Skyharbor — Sunshine Dust 4/5
Progressive-metal rock band Skyharbor released its new album Sunshine Dust this month after working on it for almost four years.
Skyharbor members from India and the U.S. met over the internet, joining together to tour across the globe, creating a worldwide fan base on the merits of their music. It started off as guitarist Keshav Dhar’s studio project before he was contacted by former lead singer Daniel Tompkins for collaboration. At the same time, Dhar was discussing the possibility of taking his music live with Maryland-based drummer Anup Sastry. From then, changes were made to the composition of the band, welcoming Eric Emery as the new lead singer.
Vocals from Emery, rocking sound from Keshav Dhar and Devesh Dayal on guitar, a balanced tone from bassist Krishna Jhaveri and a strong beat from drummer Aditya Ashok give the audience something to stand on their feet for.
The album starts off with “Signal” which sets the course as it uses the sound of a quickening heartbeat that is cut off suddenly, causing the listener to hold their breath in suspense. Suddenly, listeners are thrown into a high energy beat that shakes them awake, clearly able to understand the lead singer’s pain as his voice contrasts this energy with an almost legato rhythm. This pattern of starting off slow then moving to a tighter sound is a common thread throughout the rest of the songs on the album.
One aspect that came as a surprise was when the high level energy dropped suddenly in the middle of the album, with softer songs like “Ethos” and “Ugly Heart” changing the mood from the beginning of the album, yet still keeping a similar message in the lyrics. Although the style is different, the listener can still glean the album’s original concepts of the death and subsequent rebirth of the speaker in these tracks.
“Dissent” stands out from the rest of the album as it is the only song with an aspect of the screamo genre in it, which brings the slowed pace of the album back to an intense high.
This could be a bit much to handle for first-time listeners, but works well with the overall message of the album.
Sunshine Dust ends with a nice send off with the eponymous track “Sunshine Dust,” a song that begs for forgiveness and a seeming resolution to the anguish of the speaker.
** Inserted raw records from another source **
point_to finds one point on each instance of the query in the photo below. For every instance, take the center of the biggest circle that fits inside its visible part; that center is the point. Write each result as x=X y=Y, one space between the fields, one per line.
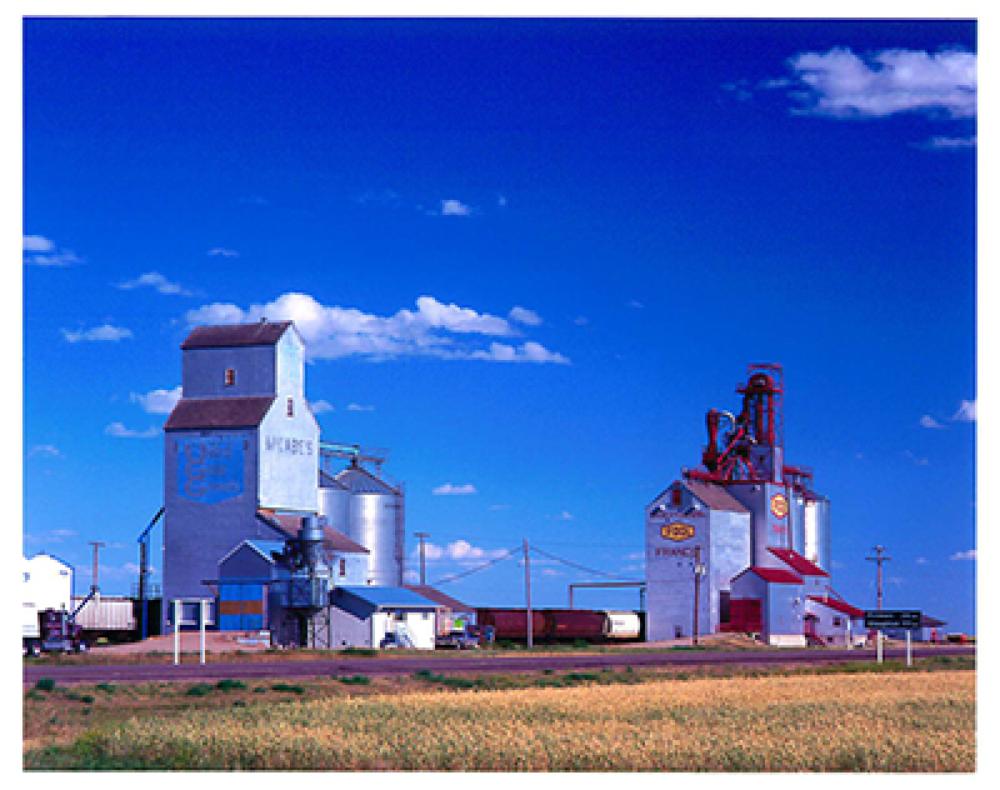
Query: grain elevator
x=742 y=543
x=250 y=503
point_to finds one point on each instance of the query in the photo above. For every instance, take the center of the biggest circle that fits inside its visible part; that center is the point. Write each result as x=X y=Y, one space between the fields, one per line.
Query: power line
x=484 y=566
x=576 y=565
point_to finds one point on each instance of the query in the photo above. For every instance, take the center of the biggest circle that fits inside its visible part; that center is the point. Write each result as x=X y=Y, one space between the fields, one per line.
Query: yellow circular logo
x=677 y=531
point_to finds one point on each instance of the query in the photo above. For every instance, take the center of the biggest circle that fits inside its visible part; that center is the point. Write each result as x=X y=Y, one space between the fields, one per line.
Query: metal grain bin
x=375 y=520
x=334 y=503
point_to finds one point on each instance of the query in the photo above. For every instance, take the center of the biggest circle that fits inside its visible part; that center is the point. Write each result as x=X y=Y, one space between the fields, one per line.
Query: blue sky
x=527 y=256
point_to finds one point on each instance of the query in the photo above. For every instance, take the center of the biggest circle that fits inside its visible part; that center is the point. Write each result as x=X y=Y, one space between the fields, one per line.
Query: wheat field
x=877 y=722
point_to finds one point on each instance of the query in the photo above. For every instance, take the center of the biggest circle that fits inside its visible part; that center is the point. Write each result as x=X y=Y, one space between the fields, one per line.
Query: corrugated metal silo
x=376 y=522
x=334 y=503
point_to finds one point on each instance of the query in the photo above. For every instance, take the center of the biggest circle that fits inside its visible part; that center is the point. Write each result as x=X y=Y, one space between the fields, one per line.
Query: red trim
x=797 y=562
x=777 y=575
x=839 y=606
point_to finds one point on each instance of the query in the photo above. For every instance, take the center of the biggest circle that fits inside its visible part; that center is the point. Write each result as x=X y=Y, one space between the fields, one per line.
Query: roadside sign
x=880 y=619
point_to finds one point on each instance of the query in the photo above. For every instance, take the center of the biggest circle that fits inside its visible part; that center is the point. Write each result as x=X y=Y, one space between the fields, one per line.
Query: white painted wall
x=420 y=627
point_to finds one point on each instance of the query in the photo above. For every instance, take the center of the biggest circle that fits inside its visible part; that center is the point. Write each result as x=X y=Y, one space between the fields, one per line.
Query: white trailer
x=47 y=584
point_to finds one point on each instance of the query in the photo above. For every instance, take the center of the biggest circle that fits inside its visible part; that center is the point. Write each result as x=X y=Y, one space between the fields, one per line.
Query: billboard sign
x=880 y=619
It leaves the listener wondering whether the album sees the speaker’s experience as a sunrise, a new chance for change and betterment, or a sunset, the falling of the speaker.
Overall, Sunshine Dust is exhilarating as it takes the listener through the pain of the speaker and connects to their own experiences of pain and rebirth.
The cover art for the album is the perfect way to depict this metaphor as the sun is right in the middle of the window, partially covered by the angled, wooden boards that let light into a room of darkness.